L’intégration des docteurs dans le monde du conseil est un élément clé, formant une ressource essentielle dans l’innovation et la R&D des entreprises, comme en témoignent Gwenaëlle Gilbert et Guillaume Lamarque, tous deux docteurs :
Quels sont les rôles et responsabilités des cabinets de conseil pour améliorer le rayonnement de la France en Innovation ?
Il faudrait tout d’abord s’entendre sur la nature même de ce qu’est l’innovation. Ce terme est par essence polysémique : faites le définir par cent personnes et vous obtiendrez… 100 réponses différentes ! Ainsi, les indicateurs mesurés par la commission européenne, l’OCDE, la DGE ou l’INSEE sont très disparates et peinent à restituer une image fidèle de la « performance » d’un pays ou d’une organisation privée ou publique en matière d’innovation.
Ainsi, le premier rôle du cabinet de conseil en innovation est celui d’un clarificateur.
De quoi parle-t-on, que mesure-t-on, que voulons-nous améliorer, quelles sont les intrications ?

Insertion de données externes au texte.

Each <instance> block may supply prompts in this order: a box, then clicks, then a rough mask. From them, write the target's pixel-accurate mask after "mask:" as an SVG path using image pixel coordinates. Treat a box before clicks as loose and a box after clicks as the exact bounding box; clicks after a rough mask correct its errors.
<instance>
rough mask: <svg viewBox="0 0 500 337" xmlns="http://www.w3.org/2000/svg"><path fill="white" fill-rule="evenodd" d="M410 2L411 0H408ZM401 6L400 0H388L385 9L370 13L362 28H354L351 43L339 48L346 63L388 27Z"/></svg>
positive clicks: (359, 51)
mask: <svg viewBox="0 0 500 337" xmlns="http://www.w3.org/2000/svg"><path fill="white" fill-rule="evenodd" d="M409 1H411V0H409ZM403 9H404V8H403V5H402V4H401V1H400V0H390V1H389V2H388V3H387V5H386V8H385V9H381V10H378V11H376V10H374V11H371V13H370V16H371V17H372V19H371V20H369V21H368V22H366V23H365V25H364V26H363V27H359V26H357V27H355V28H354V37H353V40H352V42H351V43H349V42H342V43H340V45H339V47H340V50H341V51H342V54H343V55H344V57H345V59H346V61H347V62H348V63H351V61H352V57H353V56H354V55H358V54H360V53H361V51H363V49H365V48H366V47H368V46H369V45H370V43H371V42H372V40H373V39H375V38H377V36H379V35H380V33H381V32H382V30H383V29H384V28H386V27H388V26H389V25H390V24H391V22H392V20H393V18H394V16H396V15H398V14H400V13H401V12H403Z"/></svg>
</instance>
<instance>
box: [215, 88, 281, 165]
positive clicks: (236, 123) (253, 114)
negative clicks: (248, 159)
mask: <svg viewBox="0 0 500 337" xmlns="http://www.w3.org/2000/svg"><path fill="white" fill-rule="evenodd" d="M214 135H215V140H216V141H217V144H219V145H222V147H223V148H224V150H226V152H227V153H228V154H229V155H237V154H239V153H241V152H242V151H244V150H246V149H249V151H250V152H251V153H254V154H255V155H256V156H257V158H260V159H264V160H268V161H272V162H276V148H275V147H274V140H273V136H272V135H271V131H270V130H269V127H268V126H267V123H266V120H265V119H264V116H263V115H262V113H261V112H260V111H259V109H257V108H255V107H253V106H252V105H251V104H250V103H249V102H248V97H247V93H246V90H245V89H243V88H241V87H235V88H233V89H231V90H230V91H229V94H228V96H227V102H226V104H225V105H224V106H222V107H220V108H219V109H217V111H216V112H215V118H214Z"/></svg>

La définition la plus couramment rencontrée est que l’innovation est une nouveauté qui concourt à la pérennité, à la valorisation ou à la croissance d’une organisation. Cette nouveauté, qu’elle soit incrémentale ou de rupture, peut à la fois servir à :
- réduire les charges (innovations de procédés, organisationnelles, etc.)
- augmenter les revenus (innovations de produits, de marchés, de modèles économiques, etc.)
- améliorer la qualité de vie (innovations humaines et sociales).
L’innovation en France est depuis longtemps soutenue par les aides directes et fiscales. C’est aujourd’hui insuffisant, en particulier car le financement d’un projet d’innovation, par nature incertain, n’a jamais garanti son succès. Le coût de l’échec d’un projet d’innovation pouvant être important, l’enjeu principal actuellement n’est plus de financer le risque d’un projet d’innovation, mais bien de réduire le risque lui-même. Et les cabinets de conseil en innovation ont un rôle essentiel à jouer sur ce point.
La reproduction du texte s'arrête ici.